Même pas froid !

On vous parle souvent des memes chez Né Kid. Alors quand un meme est repris dans un film, c’est l’ébulescence, le delirium geekens…
Dan Macaskil s’est fait connaitre il y a quelques mois grâce à une vidéo postée sur Youtube (ah tiens lui aussi ?) où il cabriole à vélo dans les rues d’Edimbourg, les pneus en fête.
La beauté des images couplées à une bande-son bien choisie a propulsé Dan sur le devant de la scène. Il comptabilise aujourd’hui plus de 10 millions de « vues » (une mesure sans doute erronée et vide de sens mais bref)…
Quelques mois plus tard, on voit apparaitre sur les écrans anglo-saxons un film Volkswagen mettant en scène Dan sur sa bécane.
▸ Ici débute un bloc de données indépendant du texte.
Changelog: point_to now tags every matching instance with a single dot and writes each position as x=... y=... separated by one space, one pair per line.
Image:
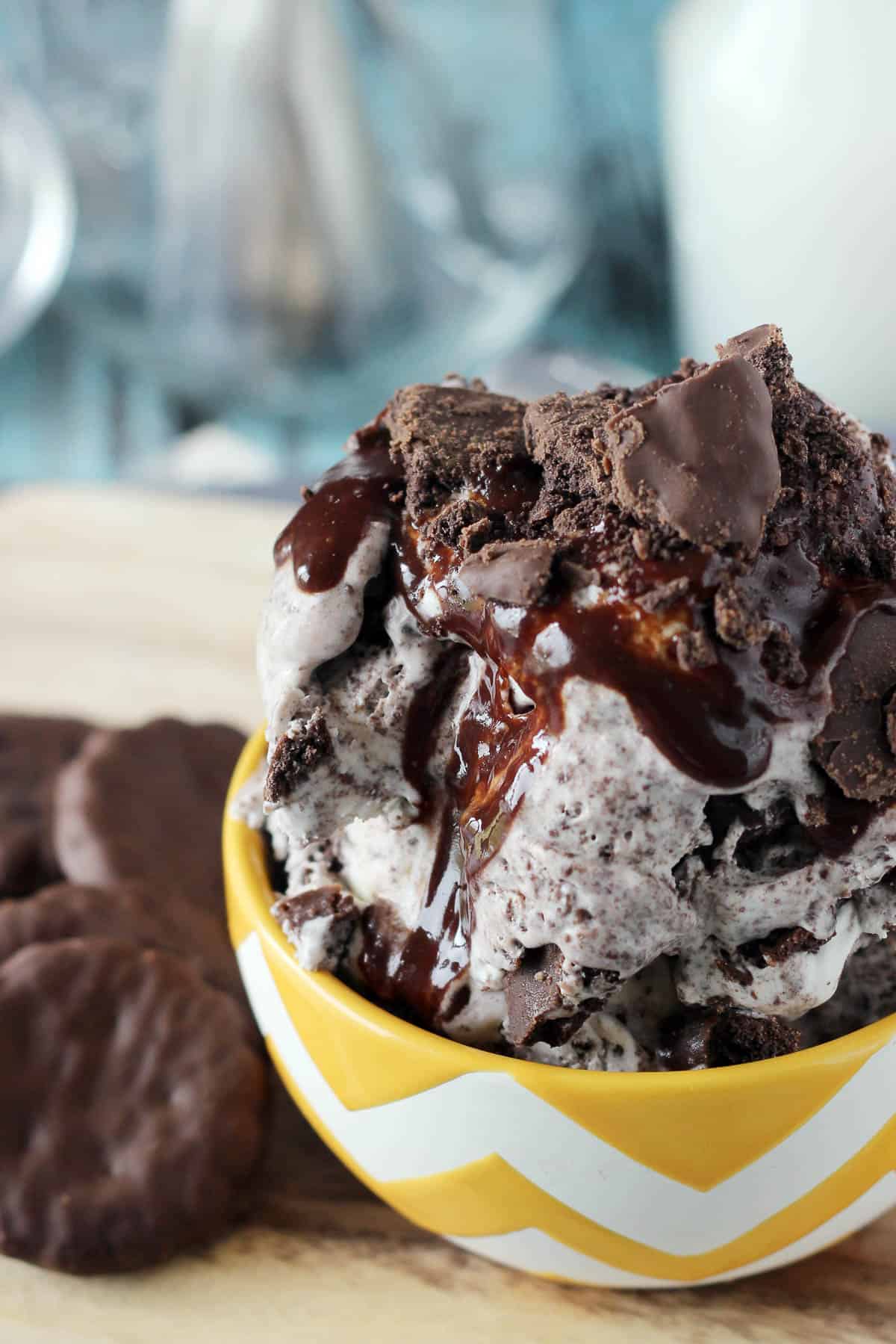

Les trois premiers quarts du spot sont dédiés à la voltige, le dernier au « twist conceptuel » et à la signature.
Un peu étrange mais plutôt amusant non ? Un grand balèze qui balise devant une petite mouche…
Que nous enseigne ce film ? Au-delà de la promesse du break Volkswagen qui s’adapte à toutes les facettes de notre personnalité, on remarque que faire du second degré, pour une marque allemande, c’est rare(issime).
Le problème des marques teutonnes, c’est qu’elles connotent dans la majorité des cas l’austérité, la rigueur, la performance froide (même Karl Lagerfeld ressemble à un produit manufacturé tout droit sorti d’une usine d’aéronautique)… Un peu ballot pour une auto familiale censée protéger votre petite famille.
C’est dans cette optique que le film VW/Macaskill fait sens : il injecte de l’humanité dans une marque froide et technologique (aussi proche du peuple soit-elle) ; il mêle technique (virtuosité du cycliste) et émotion (peut de la mouche).
Même les allemands ont des sentiments.